Building Systems That Will Fail

This 1991 paper discusses the author's experience with building two early time-sharing systems, and his learnings on managing reliability of such large software projects.

To be honest, I paid less attention to the reliability parts of the paper than I should have. What really grabbed my attention was how the author's work seemed to have inspired many features common to operating systems today. For example:

Multi-tasking:

The supervisor program, which was always in main memory, would commutate among the user programs, running each in turn for a brief interval with the help of an interval timer

Swap files / virtual memory:

The key difficulty was that main memory was in short supply and not all the programs of the active users could remain in memory at once. Thus the supervisor program not only had to move programs to and from the disk storage unit, but it also had to act as an intermediary for all I/O initiated by user programs.
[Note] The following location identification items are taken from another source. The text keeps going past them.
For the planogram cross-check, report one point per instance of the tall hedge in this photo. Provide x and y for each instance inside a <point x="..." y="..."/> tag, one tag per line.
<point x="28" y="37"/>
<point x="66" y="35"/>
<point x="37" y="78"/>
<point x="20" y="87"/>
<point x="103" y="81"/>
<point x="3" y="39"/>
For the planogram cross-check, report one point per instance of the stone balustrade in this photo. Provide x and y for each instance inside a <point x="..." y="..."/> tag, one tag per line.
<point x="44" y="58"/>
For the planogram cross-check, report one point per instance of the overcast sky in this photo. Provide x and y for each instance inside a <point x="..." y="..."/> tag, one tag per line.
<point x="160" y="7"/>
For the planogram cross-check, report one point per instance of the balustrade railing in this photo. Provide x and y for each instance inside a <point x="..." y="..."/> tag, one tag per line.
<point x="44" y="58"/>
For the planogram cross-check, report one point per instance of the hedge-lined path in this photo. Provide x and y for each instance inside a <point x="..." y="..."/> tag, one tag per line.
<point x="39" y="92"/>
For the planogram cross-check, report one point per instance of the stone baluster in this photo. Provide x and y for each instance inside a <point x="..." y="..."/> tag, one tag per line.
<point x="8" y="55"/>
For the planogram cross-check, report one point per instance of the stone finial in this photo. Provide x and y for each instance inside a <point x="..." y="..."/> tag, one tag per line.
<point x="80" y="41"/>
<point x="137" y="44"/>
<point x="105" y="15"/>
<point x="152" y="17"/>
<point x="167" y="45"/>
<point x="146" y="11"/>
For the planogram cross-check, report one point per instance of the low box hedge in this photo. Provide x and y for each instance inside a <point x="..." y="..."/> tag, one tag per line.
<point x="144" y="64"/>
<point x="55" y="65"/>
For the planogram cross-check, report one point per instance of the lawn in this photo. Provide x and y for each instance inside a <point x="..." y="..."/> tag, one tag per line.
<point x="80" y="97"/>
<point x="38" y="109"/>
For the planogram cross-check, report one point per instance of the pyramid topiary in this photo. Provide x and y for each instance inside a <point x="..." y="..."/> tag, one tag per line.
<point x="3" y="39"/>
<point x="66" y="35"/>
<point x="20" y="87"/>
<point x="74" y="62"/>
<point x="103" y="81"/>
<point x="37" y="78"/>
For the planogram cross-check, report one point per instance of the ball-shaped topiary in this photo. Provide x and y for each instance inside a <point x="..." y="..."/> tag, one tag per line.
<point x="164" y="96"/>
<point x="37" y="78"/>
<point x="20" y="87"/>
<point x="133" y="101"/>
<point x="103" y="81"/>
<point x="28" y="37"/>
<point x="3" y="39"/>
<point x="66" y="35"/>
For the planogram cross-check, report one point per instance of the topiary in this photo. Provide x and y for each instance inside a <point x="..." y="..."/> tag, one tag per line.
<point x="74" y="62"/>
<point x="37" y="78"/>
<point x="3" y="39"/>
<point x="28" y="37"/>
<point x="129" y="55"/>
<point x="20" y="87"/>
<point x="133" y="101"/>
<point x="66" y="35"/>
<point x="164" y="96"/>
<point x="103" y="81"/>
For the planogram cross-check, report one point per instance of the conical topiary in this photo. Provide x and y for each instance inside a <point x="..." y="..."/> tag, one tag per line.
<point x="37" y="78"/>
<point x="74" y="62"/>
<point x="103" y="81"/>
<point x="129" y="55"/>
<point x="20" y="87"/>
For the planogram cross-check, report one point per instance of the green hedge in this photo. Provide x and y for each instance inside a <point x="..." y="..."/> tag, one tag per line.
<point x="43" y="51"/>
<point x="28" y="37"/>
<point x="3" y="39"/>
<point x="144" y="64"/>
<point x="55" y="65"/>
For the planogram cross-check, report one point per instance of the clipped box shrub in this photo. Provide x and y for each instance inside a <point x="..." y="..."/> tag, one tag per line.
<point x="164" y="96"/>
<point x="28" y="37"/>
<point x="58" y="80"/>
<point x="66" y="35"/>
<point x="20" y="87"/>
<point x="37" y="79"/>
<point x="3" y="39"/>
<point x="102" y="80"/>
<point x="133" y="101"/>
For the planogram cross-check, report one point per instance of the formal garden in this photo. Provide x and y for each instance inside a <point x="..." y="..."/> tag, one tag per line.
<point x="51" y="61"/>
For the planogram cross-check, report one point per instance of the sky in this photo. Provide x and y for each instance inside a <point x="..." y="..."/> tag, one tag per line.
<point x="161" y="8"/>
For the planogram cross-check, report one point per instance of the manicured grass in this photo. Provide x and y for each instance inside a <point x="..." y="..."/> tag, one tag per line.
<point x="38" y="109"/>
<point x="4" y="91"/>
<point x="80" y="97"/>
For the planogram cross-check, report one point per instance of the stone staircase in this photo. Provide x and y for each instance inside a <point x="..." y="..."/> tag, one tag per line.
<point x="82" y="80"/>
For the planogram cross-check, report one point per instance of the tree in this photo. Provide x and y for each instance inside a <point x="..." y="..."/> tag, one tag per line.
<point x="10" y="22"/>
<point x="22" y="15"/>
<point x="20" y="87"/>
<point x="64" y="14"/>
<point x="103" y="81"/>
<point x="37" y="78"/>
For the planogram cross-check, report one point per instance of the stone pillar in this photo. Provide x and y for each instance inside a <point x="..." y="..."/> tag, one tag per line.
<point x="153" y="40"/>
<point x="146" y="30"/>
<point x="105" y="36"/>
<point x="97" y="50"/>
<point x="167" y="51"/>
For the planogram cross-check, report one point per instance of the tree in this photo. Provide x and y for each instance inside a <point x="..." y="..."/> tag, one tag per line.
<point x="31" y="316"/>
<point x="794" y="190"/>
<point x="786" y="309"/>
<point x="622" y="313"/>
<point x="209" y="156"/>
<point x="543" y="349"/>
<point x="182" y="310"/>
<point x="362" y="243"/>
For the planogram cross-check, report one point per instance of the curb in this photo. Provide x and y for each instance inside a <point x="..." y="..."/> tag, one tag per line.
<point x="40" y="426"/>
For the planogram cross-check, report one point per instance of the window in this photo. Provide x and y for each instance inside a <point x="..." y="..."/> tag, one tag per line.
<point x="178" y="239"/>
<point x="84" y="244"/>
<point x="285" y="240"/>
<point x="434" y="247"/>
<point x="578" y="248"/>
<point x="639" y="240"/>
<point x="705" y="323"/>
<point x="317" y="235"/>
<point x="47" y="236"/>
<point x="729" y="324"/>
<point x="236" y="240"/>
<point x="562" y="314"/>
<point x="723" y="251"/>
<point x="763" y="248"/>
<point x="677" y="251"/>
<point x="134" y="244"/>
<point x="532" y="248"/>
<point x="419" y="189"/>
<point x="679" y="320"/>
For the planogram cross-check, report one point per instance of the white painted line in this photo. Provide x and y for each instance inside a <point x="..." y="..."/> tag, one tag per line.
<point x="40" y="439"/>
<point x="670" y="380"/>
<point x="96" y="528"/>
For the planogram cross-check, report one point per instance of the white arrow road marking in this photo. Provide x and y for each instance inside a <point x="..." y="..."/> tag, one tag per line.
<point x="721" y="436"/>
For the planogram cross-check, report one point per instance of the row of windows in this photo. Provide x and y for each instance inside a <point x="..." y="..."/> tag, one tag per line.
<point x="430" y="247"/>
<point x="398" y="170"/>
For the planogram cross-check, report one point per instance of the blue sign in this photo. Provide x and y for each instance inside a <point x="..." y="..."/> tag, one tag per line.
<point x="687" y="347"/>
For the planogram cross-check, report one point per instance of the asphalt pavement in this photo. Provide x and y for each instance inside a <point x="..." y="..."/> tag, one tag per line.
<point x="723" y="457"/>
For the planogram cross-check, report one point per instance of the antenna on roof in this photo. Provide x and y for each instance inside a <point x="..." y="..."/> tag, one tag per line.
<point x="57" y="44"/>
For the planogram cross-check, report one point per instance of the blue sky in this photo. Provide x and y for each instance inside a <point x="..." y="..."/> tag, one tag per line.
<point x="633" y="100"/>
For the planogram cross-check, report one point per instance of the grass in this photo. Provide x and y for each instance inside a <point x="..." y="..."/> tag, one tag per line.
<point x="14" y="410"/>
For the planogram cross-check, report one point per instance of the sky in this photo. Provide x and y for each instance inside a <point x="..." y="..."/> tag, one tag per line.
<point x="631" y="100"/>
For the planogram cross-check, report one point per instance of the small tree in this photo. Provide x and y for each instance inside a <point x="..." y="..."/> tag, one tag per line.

Isolating memory for each process:

As a further complication, the supervisor program had to prevent user programs from trampling over one another. To do this required special hardware modifications to the processor such that there were memory bound registers that could only be set by the supervisor

Also, this interesting anecdote about how these projects inspired Unix stood out to me:

The Unix system was a reaction to Multics. Even the name was a joke. Ken Thompson was part of the Bell Laboratories' Multics effort, and, frustrated with the attempts to bring a large system development under control, decided to start over. His strategy was clear-Start small and build up the ideas one by one as he saw how to implement them well. As we all know, Unix has evolved and become immensely successful as the system of choice for workstations.

Ken Thompson explicitly set out to build Unix simply and incrementally after his unpleasant experience on a complicated mega-project.